Volví a la nota biográfica, al siguiente apartado, que era el de
'Education' o 'Estudios'.
Y leí en voz alta y en inglés, pero saltándome las abreviaturas y siglas incomprensibles para mí:
—
'Cheltenham College; Queen's College, Oxford; Lecturer of St John's College, 1937-53, and Queen's College, 1938-45. Enlisted, 1940'.
—Y aquí no pude evitar detenerme, tan pronto, aunque él no me hubiera indicado aún que lo hiciera. Levanté la vista—. Se alistó en el 40, no sabía —dije—. Y veo que no aparece por ningún lado el año 36. ¿Fue entonces quizá cuando estuvo en España? Muchos británicos que fueron allí se marcharon a principios o mediados del 37, espantados, o heridos, no duraron, el propio George Orwell entre ellos. —Entonces me acordé de que también había buscado por si acaso, sin éxito, el apellido Rylands en los índices onomásticos de los volúmenes consultados durante la noche, luego tampoco había sido su posible primer o verdadero nombre, Peter Rylands, el que Wheeler había llevado en la Guerra de mi país. O quizá sí, pero nada destacado había hecho en ella para merecer posteriores menciones en los libros de Historia, y sólo por diversión me había permitido imaginar que sí.

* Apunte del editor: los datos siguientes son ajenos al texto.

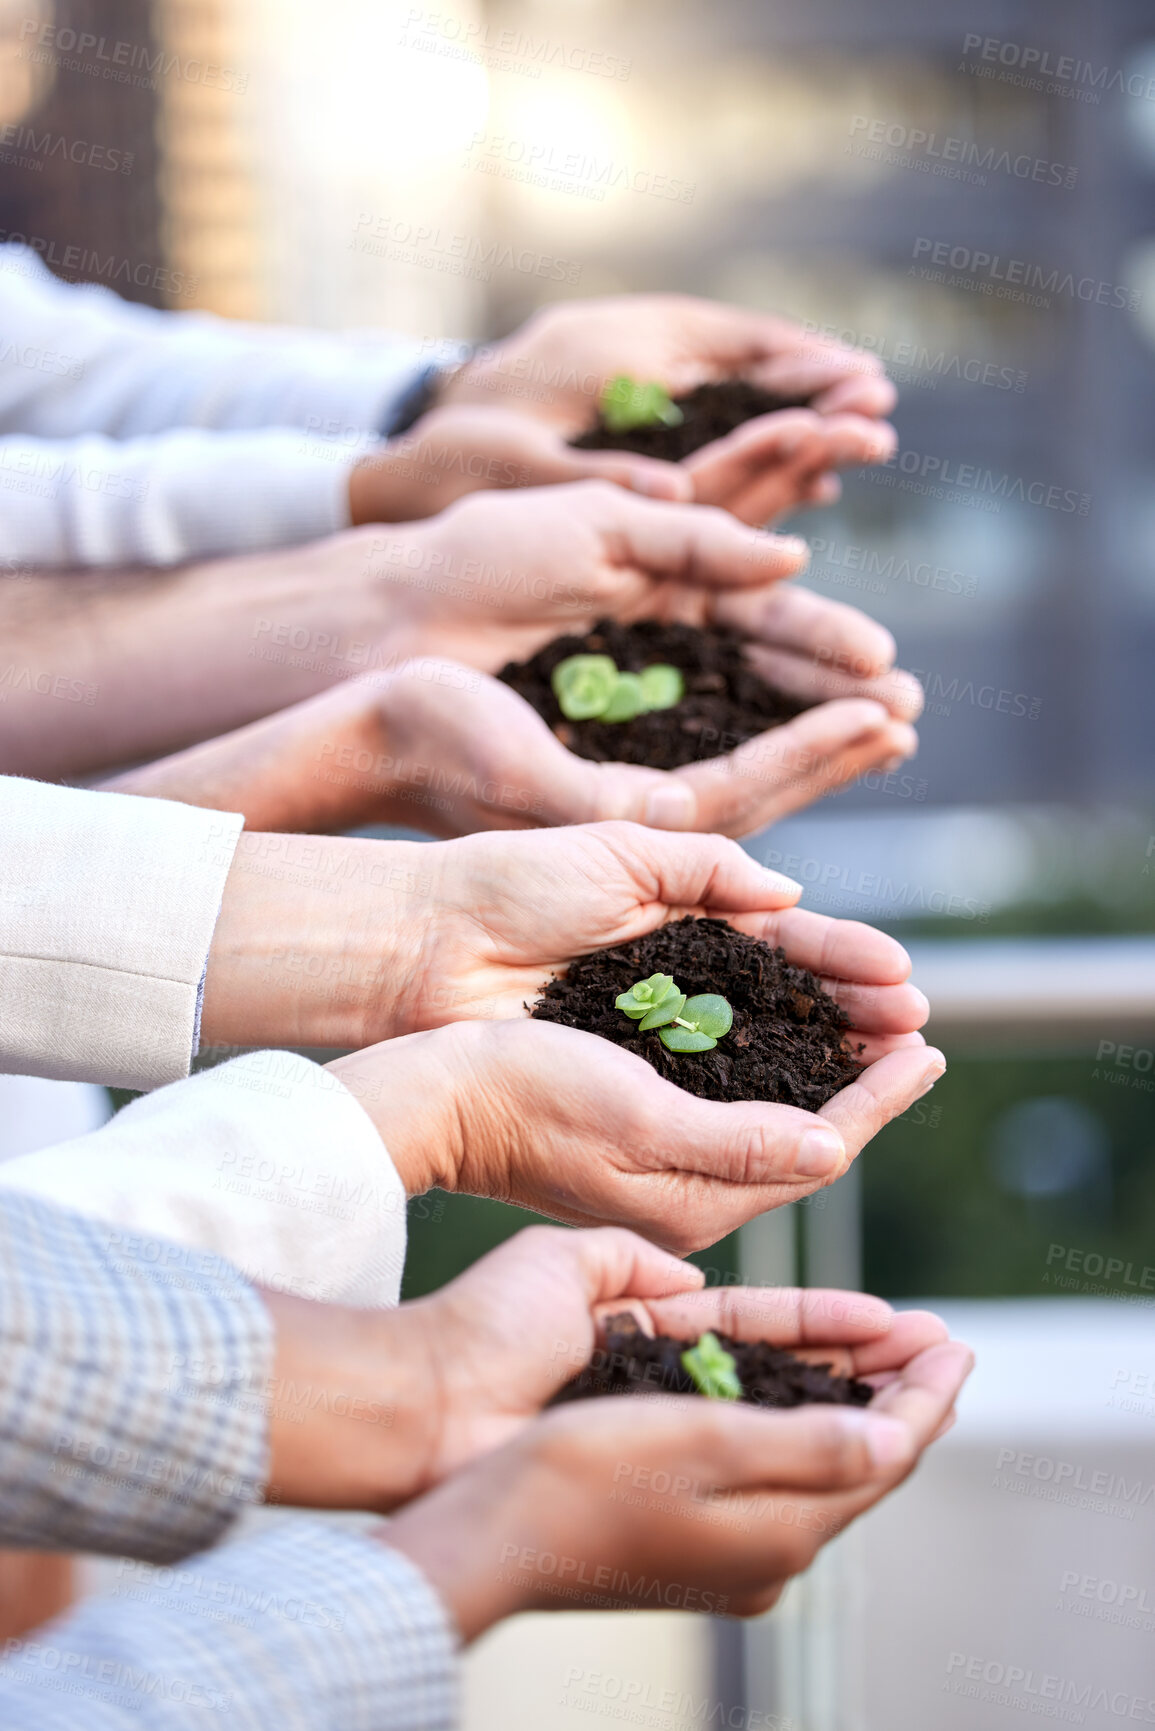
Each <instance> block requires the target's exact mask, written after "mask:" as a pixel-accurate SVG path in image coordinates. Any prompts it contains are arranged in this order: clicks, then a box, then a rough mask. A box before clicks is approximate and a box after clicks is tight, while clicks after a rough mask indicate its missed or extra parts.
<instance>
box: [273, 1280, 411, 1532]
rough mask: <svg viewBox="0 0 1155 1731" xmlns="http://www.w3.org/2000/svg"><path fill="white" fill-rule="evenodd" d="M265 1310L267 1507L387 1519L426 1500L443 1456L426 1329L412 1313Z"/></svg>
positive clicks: (280, 1298)
mask: <svg viewBox="0 0 1155 1731" xmlns="http://www.w3.org/2000/svg"><path fill="white" fill-rule="evenodd" d="M265 1302H267V1305H268V1309H270V1312H272V1316H274V1322H275V1326H277V1347H275V1359H274V1369H272V1378H270V1383H268V1387H267V1399H268V1458H270V1466H268V1483H267V1489H265V1499H267V1501H268V1503H291V1504H296V1506H305V1508H343V1509H377V1511H381V1513H384V1511H386V1509H391V1508H397V1506H398V1504H400V1503H407V1501H409V1499H410V1497H414V1496H419V1494H421V1490H423V1489H424V1485H426V1482H428V1461H429V1459H431V1458H433V1456H435V1452H436V1435H435V1430H436V1416H435V1412H433V1409H431V1402H429V1374H431V1362H429V1354H428V1345H426V1340H424V1333H423V1329H421V1328H419V1326H416V1328H414V1326H410V1319H409V1316H407V1312H405V1310H353V1309H346V1307H334V1305H317V1303H312V1302H308V1300H305V1298H293V1297H287V1295H284V1293H265Z"/></svg>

Wheeler pareció leerme los pensamientos, además de oír mi extemporánea pregunta.
—Muchos no se marcharon nunca, allí continúan espantados y heridos. Malheridos hasta morir —contestó—. Pero dejemos ahora la Guerra de España, por mucho que anoche te empaparas de ella, te lo suplico. Casi nadie utilizaba su nombre allí, y tampoco tantos durante la Segunda Guerra Mundial. Ni siquiera Orwell se llamaba George Orwell, como recordarás. —No lo recordaba, y como él notara mi desmemoria, añadió—: ¿No? Su verdadero nombre era Blair, Eric Blair, yo lo conocí levemente, durante la Guerra estuvo en la Sección India de la BBC. Eric Arthur Blair. Había nacido en Bengala, y había vivido en Birmania en su juventud, conocía el Oriente bien. Era diez años mayor que yo. Ahora yo lo soy infinitamente más. Murió joven, eso lo sabes, ni a los cincuenta llegó. —'Otro más', pensé, 'otro británico forastero o postizo inglés'—. Está bien, vamos, continúa leyendo o no hablaremos nunca de lo que hay que hablar.